A related problem, says Katie Jackson, a partner at Deloitte Forensic, involves the limitations of what regulation can achieve in isolation. For example, governments need to do more to ensure their unique understanding of threats is shared effectively with partners in business to
inform and prevent risk.
“Financial intelligence units [FIUs] should be staffed and empowered so they can scale up their analysis of suspicious activity and transaction reporting to identify emerging threats and risks that can be shared,” explains Jackson. “The absence of feedback from FIUs has long been a complaint made in the AML field in particular.”

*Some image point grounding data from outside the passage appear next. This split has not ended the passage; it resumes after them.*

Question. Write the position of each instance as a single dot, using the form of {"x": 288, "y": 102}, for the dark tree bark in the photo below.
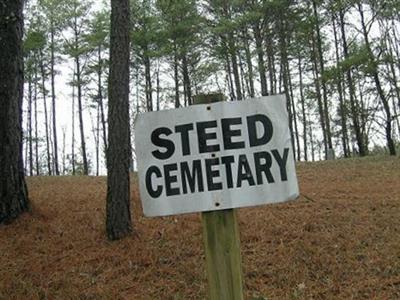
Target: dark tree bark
{"x": 53, "y": 100}
{"x": 118, "y": 221}
{"x": 100, "y": 97}
{"x": 303, "y": 110}
{"x": 186, "y": 79}
{"x": 378, "y": 85}
{"x": 80, "y": 116}
{"x": 36, "y": 124}
{"x": 323, "y": 83}
{"x": 318, "y": 94}
{"x": 73, "y": 126}
{"x": 30, "y": 145}
{"x": 246, "y": 39}
{"x": 176, "y": 77}
{"x": 46, "y": 123}
{"x": 353, "y": 101}
{"x": 13, "y": 190}
{"x": 260, "y": 56}
{"x": 339, "y": 84}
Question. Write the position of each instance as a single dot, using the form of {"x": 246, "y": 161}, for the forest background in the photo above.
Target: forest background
{"x": 337, "y": 62}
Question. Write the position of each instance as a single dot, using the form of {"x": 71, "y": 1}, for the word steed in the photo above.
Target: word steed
{"x": 215, "y": 156}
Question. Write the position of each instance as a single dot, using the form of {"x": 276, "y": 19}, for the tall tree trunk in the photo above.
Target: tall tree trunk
{"x": 73, "y": 125}
{"x": 378, "y": 85}
{"x": 229, "y": 77}
{"x": 285, "y": 75}
{"x": 53, "y": 99}
{"x": 235, "y": 68}
{"x": 13, "y": 190}
{"x": 46, "y": 122}
{"x": 176, "y": 77}
{"x": 149, "y": 88}
{"x": 323, "y": 81}
{"x": 36, "y": 124}
{"x": 118, "y": 221}
{"x": 353, "y": 102}
{"x": 80, "y": 116}
{"x": 318, "y": 94}
{"x": 158, "y": 86}
{"x": 186, "y": 79}
{"x": 303, "y": 110}
{"x": 30, "y": 145}
{"x": 339, "y": 82}
{"x": 249, "y": 63}
{"x": 294, "y": 114}
{"x": 260, "y": 55}
{"x": 100, "y": 98}
{"x": 271, "y": 63}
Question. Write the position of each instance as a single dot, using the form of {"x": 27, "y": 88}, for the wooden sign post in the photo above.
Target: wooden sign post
{"x": 221, "y": 243}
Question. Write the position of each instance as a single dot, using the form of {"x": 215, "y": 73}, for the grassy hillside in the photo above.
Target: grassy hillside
{"x": 340, "y": 240}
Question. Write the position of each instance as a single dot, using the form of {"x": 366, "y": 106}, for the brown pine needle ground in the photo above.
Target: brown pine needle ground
{"x": 340, "y": 240}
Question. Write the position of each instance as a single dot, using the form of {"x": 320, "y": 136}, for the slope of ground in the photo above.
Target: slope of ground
{"x": 339, "y": 240}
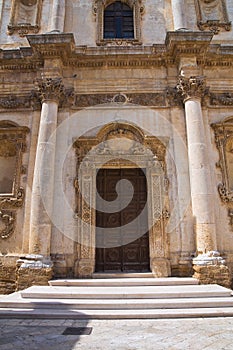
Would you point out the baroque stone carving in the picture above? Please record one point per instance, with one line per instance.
(50, 89)
(142, 99)
(225, 99)
(25, 17)
(8, 219)
(212, 15)
(119, 144)
(192, 87)
(224, 142)
(12, 145)
(12, 101)
(98, 12)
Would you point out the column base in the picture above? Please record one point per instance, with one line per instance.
(33, 270)
(210, 268)
(160, 267)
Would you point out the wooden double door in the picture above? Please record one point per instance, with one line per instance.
(122, 224)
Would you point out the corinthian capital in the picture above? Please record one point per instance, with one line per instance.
(191, 87)
(50, 89)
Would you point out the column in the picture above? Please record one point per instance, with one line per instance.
(50, 91)
(178, 10)
(58, 16)
(208, 265)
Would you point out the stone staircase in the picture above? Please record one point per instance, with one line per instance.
(119, 298)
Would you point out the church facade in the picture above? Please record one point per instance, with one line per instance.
(116, 139)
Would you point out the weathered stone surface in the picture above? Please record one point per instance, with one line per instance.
(211, 274)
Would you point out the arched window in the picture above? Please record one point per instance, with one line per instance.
(118, 21)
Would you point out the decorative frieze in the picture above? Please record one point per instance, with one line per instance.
(192, 87)
(212, 15)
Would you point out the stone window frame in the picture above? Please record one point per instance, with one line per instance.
(24, 28)
(9, 202)
(98, 11)
(212, 25)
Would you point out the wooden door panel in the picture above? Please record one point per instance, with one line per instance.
(133, 256)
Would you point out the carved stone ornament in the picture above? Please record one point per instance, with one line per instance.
(192, 87)
(142, 99)
(25, 17)
(224, 142)
(12, 145)
(98, 12)
(15, 102)
(212, 15)
(120, 145)
(224, 99)
(50, 89)
(7, 219)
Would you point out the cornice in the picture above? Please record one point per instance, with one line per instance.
(62, 46)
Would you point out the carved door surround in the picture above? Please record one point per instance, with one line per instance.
(121, 145)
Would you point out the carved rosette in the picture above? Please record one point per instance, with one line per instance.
(192, 87)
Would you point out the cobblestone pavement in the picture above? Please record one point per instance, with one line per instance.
(173, 334)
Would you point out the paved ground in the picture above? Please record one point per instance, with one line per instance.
(173, 334)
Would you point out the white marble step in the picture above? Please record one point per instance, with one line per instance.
(125, 292)
(133, 281)
(16, 301)
(116, 314)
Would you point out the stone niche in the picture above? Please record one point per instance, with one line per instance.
(212, 15)
(25, 17)
(119, 145)
(12, 146)
(224, 141)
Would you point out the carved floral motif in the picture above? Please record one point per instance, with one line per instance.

Happily, there’s increasing evidence of enhanced collaboration across financial institutions and public-sector agencies. One example, of course, is Invidem. Another is the transaction monitoring utility in the Netherlands, made up of a coalition comprising ABN Amro, ING, Rabobank, Triodos Bank and de Volksbank. Mikkelsen says this trend will continue across countries, and indeed expand to include more participants, including financial institutions, regulators, industry groups, and intelligence agencies.
“Such initiatives are premised on the ability to share information and data for the purpose of detecting and preventing financial crime, which is key,” he explains. “In addition to this, technology and analytics, including real-time connectivity, could revolutionise financial crime risk management and allow for a more effective and efficient operating model.”
In the meantime, vendors are building innovative approaches to detection using machine learning, network analytics and contextual approaches to increase the effectiveness and efficiency of detection. “We have identified the key criterion as a separate part of the application process allowing us to segment clients more diligently,” explains Galdikas of a new system at ConnectPay.
“This now allows us to build automation that considers requirements from different jurisdictions and industries, saving time for both us and our customers, and pre-empting any unnecessary communication ‘ping-pong’ that may appear down the road.”
All good news. More generally, though, you get the sense that addressing financial crime is like the painting of the proverbial bridge – a job that can never quite be completed. Cybercriminals, if no one else, will see to that.